Hace 45 años se desató en Chile uno de los más intensos y efímeros procesos de desarrollo inmobiliario que se recuerde: un tipo de edificio comercial urbano conocido como “caracol”, replicado en todas las ciudades del país y que aún hoy asombra a turistas y arquitectos por insólito. Su historia retrata una particular época de nuestra sociedad, las aspiraciones de modernidad y progreso material así como el comportamiento del mundo inmobiliario, que reprodujo una idea espacial, singular e irreproducible, como modelo de negocio hasta no más dar. La saga comenzó con la construcción de un excelente edificio en la esquina de Providencia con Los Leones en 1974, obra de los arquitectos Osvaldo Fuenzalida, Melvin Villarroel y Eugenio Guzmán, quienes aprovechando el considerable desnivel entre ambas calles y la intensa vocación peatonal y comercial que entonces tenía el barrio, concibieron una rampa en espiral como prolongación de la vereda. El edificio ofrecía discretos locales, adecuados al bolsillo de pequeños inversionistas y a la cultura de elegantes
boutiques que caracterizaban entonces a Providencia, y tuvo un éxito instantáneo.
Desde luego, la tipología del caracol no era nueva; existían interesantes precedentes como el mausoleo de la colonia italiana en el Cementerio General de Santiago o el mercado del barrio Puerto en Valparaíso.
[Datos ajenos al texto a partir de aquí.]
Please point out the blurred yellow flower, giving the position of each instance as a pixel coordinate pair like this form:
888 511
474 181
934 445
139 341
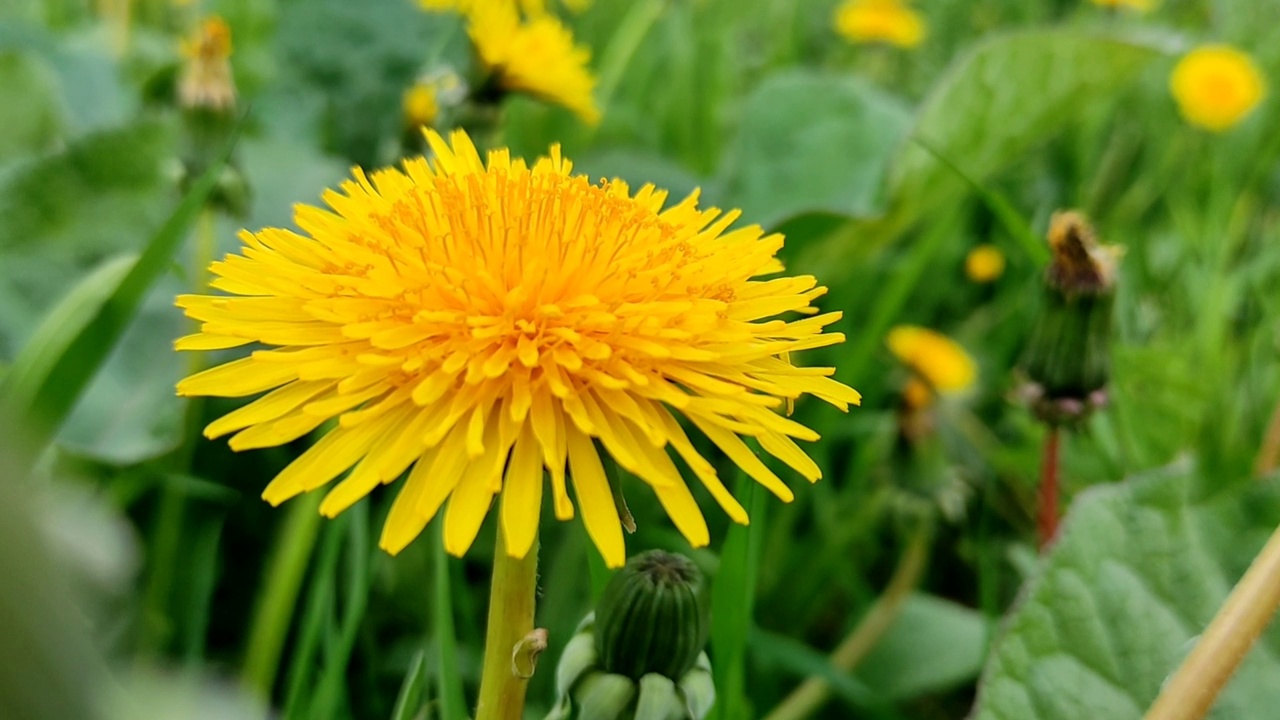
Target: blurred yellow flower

También, el espectacular referente del Museo Guggenheim en la 5ª Av. de Nueva York, obra con la que, en 1959, Frank Lloyd Wright volvió a la gloria después de un período de inactividad. De hecho, algunos caracoles santiaguinos no pudieron resistir la tentación de rendir un homenaje literal a la obra maestra de Wright, aunque sin la magnitud, ni el refinamiento, el emplazamiento o el digno propósito del original; más bien todo lo contrario.
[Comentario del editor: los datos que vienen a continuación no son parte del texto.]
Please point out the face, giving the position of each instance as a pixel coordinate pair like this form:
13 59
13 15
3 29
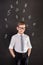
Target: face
21 29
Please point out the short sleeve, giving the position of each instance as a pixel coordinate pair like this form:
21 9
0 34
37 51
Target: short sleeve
28 42
12 42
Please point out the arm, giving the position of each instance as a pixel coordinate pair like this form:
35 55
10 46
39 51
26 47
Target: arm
29 51
12 53
29 47
11 46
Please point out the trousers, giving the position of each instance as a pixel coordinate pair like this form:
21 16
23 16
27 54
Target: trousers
21 58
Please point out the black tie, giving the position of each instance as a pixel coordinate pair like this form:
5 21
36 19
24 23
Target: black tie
21 42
El modelo se esparció como pólvora encendida en todos los tamaños, formas, combinaciones y aspectos imaginables. Tan solo en Providencia se encuentra una veintena de caracoles, desde una pirámide azteca, pasando por dobles cilindros y pasajes elongados, hasta una diminuta galería helicoidal escondida a los pies de un edificio de oficinas. En pocos años, en cada comuna metropolitana apareció alguno, como también en cada ciudad, desde Arica hasta Punta Arenas. Los últimos fueron fracasos comerciales; saturado el modelo y enfrentando a la competencia del
mall urbano, destructor de la vida de la calle y de los barrios. Hoy, algunos sobreviven albergando rubros comerciales específicos, pequeños talleres, servicios y oficinas profesionales de bajo costo y bien localizadas. Por su forma inflexible y la dispersión de su propiedad, los caracoles no admiten una fácil reconversión, de manera que seguirán asombrando al paseante desprevenido, como anécdota chilena, por muchos años más.